Darling sah überanstrengt aus. Genau wie der Leutnant. Ein Dutzend weitere Männer waren anwesend, von denen ich nur wenige kannte. Sie mußten zu uns gestoßen sein, nachdem die Reichstruppen den Rand der Steppe evakuiert hatten. Darling umarmte mich lange. So lange, daß ich rot wurde. Sie und ich sind eigentlich keine Menschen, die zu übermäßigen Gefühlsäußerungen neigen.

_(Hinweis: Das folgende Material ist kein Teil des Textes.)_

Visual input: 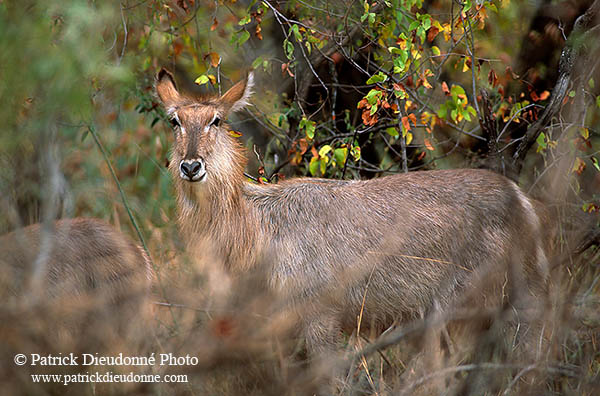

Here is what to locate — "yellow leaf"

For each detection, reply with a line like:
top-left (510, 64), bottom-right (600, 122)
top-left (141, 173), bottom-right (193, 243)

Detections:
top-left (463, 58), bottom-right (470, 73)
top-left (424, 139), bottom-right (435, 151)
top-left (208, 52), bottom-right (221, 67)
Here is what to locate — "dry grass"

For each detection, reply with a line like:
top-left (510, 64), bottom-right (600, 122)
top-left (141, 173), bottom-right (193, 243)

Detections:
top-left (0, 209), bottom-right (600, 395)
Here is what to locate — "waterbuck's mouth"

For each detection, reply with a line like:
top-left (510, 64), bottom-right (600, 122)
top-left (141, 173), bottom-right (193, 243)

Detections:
top-left (179, 172), bottom-right (206, 183)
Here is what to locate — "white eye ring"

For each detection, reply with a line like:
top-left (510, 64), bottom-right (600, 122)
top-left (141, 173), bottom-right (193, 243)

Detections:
top-left (208, 113), bottom-right (221, 127)
top-left (169, 113), bottom-right (181, 129)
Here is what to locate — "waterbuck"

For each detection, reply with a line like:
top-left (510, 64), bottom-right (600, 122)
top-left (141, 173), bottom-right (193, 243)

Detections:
top-left (0, 218), bottom-right (153, 342)
top-left (156, 69), bottom-right (548, 354)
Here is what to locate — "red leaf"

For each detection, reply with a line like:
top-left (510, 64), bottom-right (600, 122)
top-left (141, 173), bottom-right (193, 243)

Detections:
top-left (442, 81), bottom-right (450, 96)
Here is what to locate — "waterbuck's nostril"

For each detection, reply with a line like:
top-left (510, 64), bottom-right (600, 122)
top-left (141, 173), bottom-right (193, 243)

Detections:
top-left (180, 161), bottom-right (202, 180)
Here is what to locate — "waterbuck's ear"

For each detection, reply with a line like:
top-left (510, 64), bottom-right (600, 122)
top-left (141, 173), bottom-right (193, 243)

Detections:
top-left (220, 72), bottom-right (254, 112)
top-left (156, 68), bottom-right (179, 108)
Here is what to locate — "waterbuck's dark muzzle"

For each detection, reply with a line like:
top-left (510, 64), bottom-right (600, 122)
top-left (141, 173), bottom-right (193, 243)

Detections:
top-left (179, 158), bottom-right (206, 182)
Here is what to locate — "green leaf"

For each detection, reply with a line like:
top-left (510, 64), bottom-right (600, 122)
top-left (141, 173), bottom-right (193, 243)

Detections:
top-left (319, 157), bottom-right (329, 175)
top-left (299, 117), bottom-right (316, 140)
top-left (283, 39), bottom-right (294, 60)
top-left (290, 25), bottom-right (302, 42)
top-left (591, 157), bottom-right (600, 172)
top-left (319, 144), bottom-right (333, 157)
top-left (238, 15), bottom-right (251, 26)
top-left (236, 30), bottom-right (250, 47)
top-left (333, 147), bottom-right (348, 167)
top-left (308, 157), bottom-right (319, 176)
top-left (194, 74), bottom-right (210, 85)
top-left (350, 145), bottom-right (360, 161)
top-left (367, 72), bottom-right (387, 84)
top-left (252, 56), bottom-right (263, 69)
top-left (365, 89), bottom-right (382, 105)
top-left (385, 127), bottom-right (399, 137)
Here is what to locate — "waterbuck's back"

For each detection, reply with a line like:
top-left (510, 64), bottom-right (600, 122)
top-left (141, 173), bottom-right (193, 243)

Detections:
top-left (246, 170), bottom-right (545, 325)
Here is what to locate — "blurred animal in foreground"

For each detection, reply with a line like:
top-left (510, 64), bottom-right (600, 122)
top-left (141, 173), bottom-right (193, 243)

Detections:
top-left (0, 218), bottom-right (152, 344)
top-left (156, 69), bottom-right (549, 386)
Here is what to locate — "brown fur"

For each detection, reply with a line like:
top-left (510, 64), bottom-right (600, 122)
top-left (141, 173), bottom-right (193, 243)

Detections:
top-left (0, 218), bottom-right (152, 338)
top-left (157, 70), bottom-right (548, 372)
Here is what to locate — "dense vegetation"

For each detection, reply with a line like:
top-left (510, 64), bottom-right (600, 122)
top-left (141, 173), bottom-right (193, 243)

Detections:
top-left (0, 0), bottom-right (600, 395)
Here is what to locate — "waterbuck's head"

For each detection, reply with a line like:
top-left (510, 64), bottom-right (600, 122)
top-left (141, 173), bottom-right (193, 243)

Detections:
top-left (156, 69), bottom-right (253, 191)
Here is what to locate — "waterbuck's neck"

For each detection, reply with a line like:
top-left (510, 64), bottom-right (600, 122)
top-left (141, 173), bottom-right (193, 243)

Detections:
top-left (170, 142), bottom-right (260, 270)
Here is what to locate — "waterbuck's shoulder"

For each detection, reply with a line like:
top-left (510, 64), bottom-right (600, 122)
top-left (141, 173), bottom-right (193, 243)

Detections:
top-left (244, 169), bottom-right (523, 210)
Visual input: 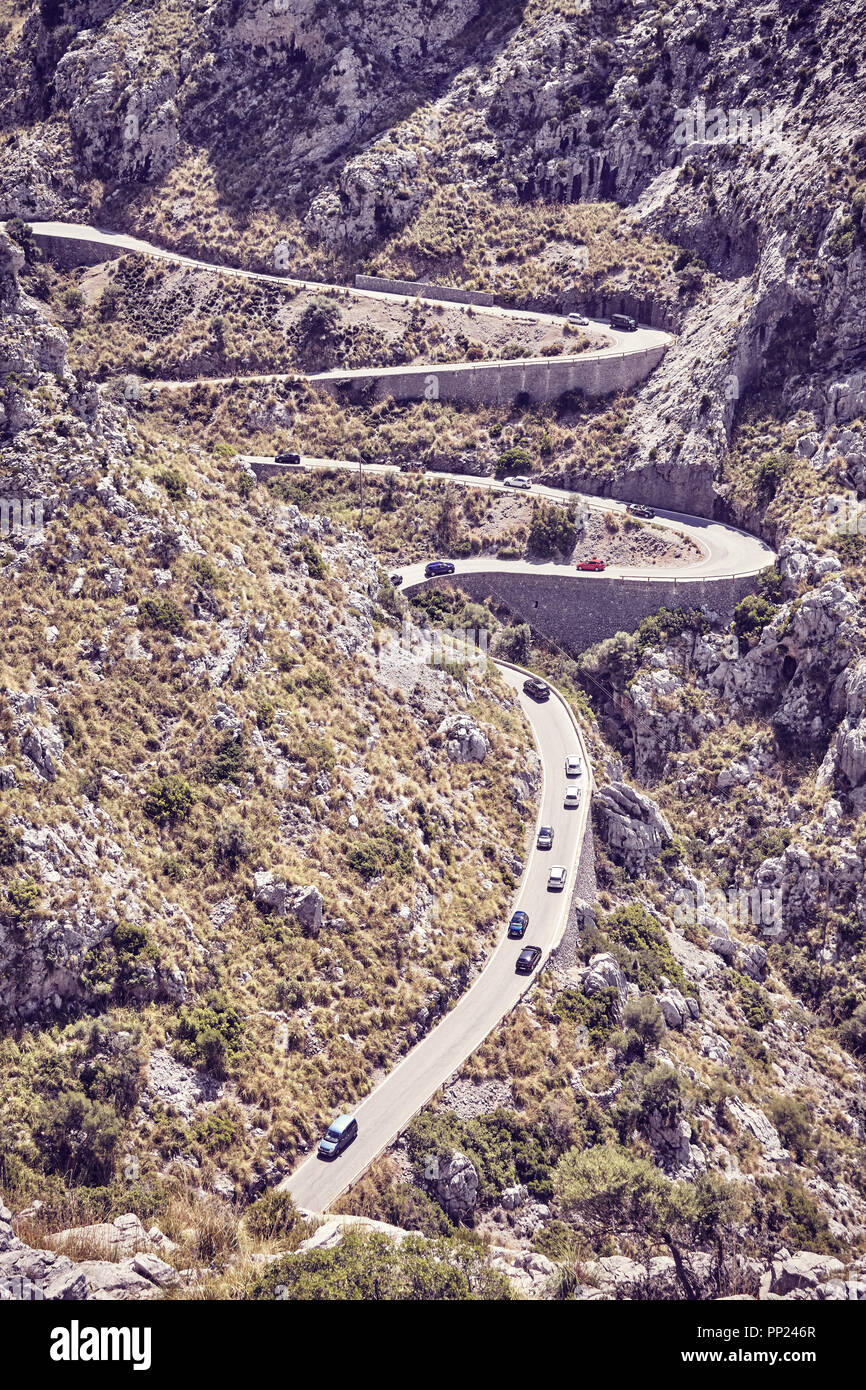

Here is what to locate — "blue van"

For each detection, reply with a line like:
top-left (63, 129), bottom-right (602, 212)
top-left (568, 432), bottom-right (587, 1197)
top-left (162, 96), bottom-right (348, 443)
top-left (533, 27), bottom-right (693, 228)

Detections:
top-left (318, 1115), bottom-right (357, 1158)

Schließlich trat sie zurück und warf der Lady einen Blick zu, in dem ein Hauch von Eifersucht lag. Ich machte Handzeichen. »Das ist Ardath. Sie wird mir beim Übersetzen helfen. Sie kennt die alten Sprachen gut.«
Darling nickte. Sie stellte keine Fragen. Soweit vertraute man mir also. Das Essen wurde hereingebracht. Elmo zog einen Tisch heran und scheuchte alle hinaus bis auf mich, den Leutnant, sich selbst, Darling, Schweiger und die Lady. Vielleicht hätte er sie auch fortgeschickt, aber er war sich noch nicht sicher, welche Stellung sie bei mir einnahm. Wir aßen, und während des Essens erzählte ich meine Geschichte sozusagen stückweise, wenn meine Hände und mein Mund nicht gerade voll waren. Es gab einige schwere Momente, besonders als ich Darling sagte, daß Raven noch am Leben sei. Rückblickend denke ich, daß es für mich schwerer war als für sie. Ich befürchtete, daß sie
sich aufregen und hysterisch werden würde. Sie tat nichts dergleichen.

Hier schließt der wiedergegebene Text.